Keppel, G.; Buckley, Y.M. & Possingham, H.P. (2010).
Drivers of lowland rain forest community composition, diversity and structure on islands in the tropical South Pacific.
Journal of Ecology 98:87-95.
The Pacific Ocean is dotted with small groups of islands of different sizes, degrees of isolation from larger landmasses and susceptibility to cyclones. We show that the diversity and uniqueness of tree species in the tropical lowland rainforests of these islands can be predicted by island age, size and isolation. The frequency of cyclones affects the structure of the forests, with a higher frequency of cyclones leading to higher density of trees per hectare. Cyclone frequency and island age, size and isolation are all related to the type of species found in these island rainforests. This implies that changes in cyclone frequency, believed to be one of the likely effects of climate change, will affect the structure and species composition of tropical rainforests in the Pacific.
Firn, J.; House, A.P.N & Buckley, Y.M. (2010).
Alternative states models provide an effective framework for invasive species control and restoration of native communities.

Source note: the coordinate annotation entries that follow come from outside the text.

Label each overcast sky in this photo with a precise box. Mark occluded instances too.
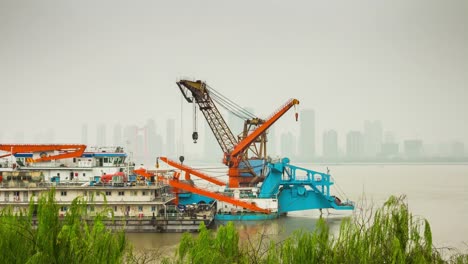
[0,0,468,151]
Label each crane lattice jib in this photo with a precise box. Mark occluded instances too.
[230,99,299,156]
[177,80,237,153]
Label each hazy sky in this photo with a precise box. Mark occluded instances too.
[0,0,468,148]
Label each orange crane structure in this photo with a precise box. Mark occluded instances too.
[0,144,86,162]
[177,80,299,188]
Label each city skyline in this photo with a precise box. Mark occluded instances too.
[0,0,468,149]
[0,109,467,161]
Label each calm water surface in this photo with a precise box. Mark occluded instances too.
[127,164,468,252]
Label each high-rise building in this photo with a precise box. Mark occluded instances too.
[123,125,138,156]
[299,109,315,161]
[364,121,383,158]
[227,112,244,139]
[166,119,177,157]
[81,124,88,145]
[113,124,123,146]
[146,119,162,158]
[403,139,423,159]
[201,122,223,162]
[96,124,107,147]
[346,131,364,159]
[280,131,296,158]
[323,130,338,159]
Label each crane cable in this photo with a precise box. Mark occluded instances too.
[206,85,256,120]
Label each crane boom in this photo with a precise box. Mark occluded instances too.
[169,179,270,214]
[230,99,299,156]
[159,157,226,186]
[0,144,86,162]
[177,80,237,153]
[177,80,299,187]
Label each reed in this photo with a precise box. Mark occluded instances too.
[0,190,131,263]
[173,196,468,263]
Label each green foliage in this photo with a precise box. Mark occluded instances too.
[176,222,248,264]
[0,190,131,263]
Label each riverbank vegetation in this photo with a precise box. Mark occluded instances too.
[172,196,468,263]
[0,192,468,264]
[0,192,132,264]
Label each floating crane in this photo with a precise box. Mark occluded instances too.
[158,80,354,220]
[0,144,86,162]
[177,80,299,188]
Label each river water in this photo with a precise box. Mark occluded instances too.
[127,164,468,252]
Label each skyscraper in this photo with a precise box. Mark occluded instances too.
[123,125,138,155]
[280,131,296,158]
[403,139,423,159]
[81,124,88,145]
[113,124,123,146]
[323,130,338,159]
[146,119,162,157]
[299,109,315,161]
[96,124,107,147]
[364,121,383,158]
[346,131,364,159]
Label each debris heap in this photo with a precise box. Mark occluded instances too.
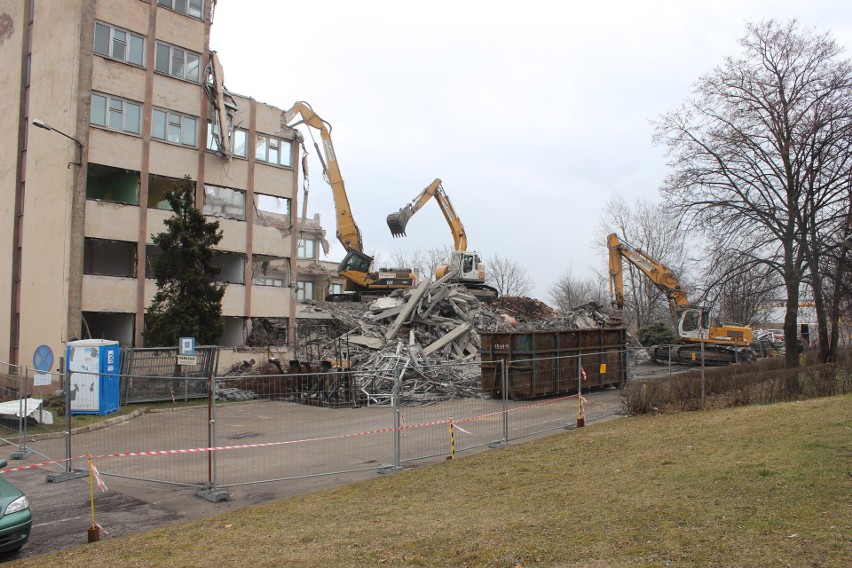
[223,280,608,404]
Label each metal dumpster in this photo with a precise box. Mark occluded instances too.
[480,328,627,400]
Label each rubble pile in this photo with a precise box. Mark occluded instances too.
[223,280,608,404]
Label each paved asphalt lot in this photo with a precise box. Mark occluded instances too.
[0,389,621,561]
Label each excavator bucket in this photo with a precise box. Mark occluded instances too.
[388,206,413,237]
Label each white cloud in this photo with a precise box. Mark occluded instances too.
[211,0,852,299]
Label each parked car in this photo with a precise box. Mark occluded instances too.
[0,458,33,552]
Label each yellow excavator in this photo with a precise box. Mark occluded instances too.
[607,233,756,365]
[387,179,499,302]
[284,101,415,301]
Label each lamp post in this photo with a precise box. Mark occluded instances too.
[32,118,86,341]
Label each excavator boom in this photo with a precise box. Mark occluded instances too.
[387,178,467,251]
[284,101,415,301]
[607,233,689,312]
[607,233,754,364]
[284,101,364,252]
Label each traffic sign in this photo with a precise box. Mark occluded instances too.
[33,345,53,387]
[33,345,53,373]
[178,337,195,355]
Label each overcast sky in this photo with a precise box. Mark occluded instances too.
[210,0,852,301]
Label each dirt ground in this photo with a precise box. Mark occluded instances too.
[0,389,621,561]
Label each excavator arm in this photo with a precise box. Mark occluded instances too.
[284,101,364,252]
[388,178,467,251]
[607,233,689,313]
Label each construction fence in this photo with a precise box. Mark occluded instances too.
[0,348,628,500]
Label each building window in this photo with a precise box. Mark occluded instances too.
[89,93,142,134]
[151,108,198,147]
[83,237,136,278]
[95,22,145,66]
[148,174,196,211]
[154,41,201,83]
[251,254,290,288]
[157,0,204,20]
[296,282,314,300]
[254,134,291,167]
[297,239,317,258]
[207,122,248,158]
[210,251,246,284]
[254,193,290,229]
[86,163,139,205]
[204,183,246,221]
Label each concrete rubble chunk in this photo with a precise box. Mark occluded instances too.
[228,277,610,404]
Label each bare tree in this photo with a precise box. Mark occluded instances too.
[705,248,783,325]
[656,20,852,367]
[485,255,533,296]
[391,246,453,280]
[548,268,609,312]
[595,197,689,327]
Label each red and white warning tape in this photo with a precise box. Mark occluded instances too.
[0,394,586,474]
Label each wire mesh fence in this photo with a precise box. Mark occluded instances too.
[3,354,626,496]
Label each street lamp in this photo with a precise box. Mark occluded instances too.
[33,118,83,168]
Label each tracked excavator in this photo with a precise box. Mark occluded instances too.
[284,101,415,301]
[607,233,756,365]
[387,178,499,302]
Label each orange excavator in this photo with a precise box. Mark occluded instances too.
[387,179,499,302]
[607,233,756,365]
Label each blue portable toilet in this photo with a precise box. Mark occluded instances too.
[65,339,120,416]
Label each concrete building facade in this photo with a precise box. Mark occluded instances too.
[0,0,321,365]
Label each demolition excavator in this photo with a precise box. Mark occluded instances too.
[607,233,756,365]
[387,179,499,302]
[284,101,415,301]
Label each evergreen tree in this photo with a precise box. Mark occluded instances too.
[142,176,225,347]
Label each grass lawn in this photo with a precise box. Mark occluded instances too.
[10,395,852,568]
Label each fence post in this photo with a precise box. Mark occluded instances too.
[488,359,509,448]
[9,365,32,460]
[500,359,509,444]
[45,357,89,483]
[196,365,231,503]
[577,353,586,428]
[376,362,408,473]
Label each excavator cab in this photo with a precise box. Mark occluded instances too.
[337,249,373,273]
[677,308,710,340]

Journal of Applied Ecology 47: 96-105
In this paper, we confront a fundamental assumption that the ecological mechanism promoting invasion (e.g. disturbance) should be targeted to control an invader. To do this, we use a carefully constructed experimental approach that combines theory from community, restoration, and rangeland ecology. We show that control strategies based on traditional models of succession (i.e. remove a disturbance and kill the invader), are not always the most effective because the characteristics of the ecosystem have likely changed. Instead, we found that the most effective approach was one which explicitly designs control strategies based on the novel characteristics of the invader-dominated ecosystems—alternative state models.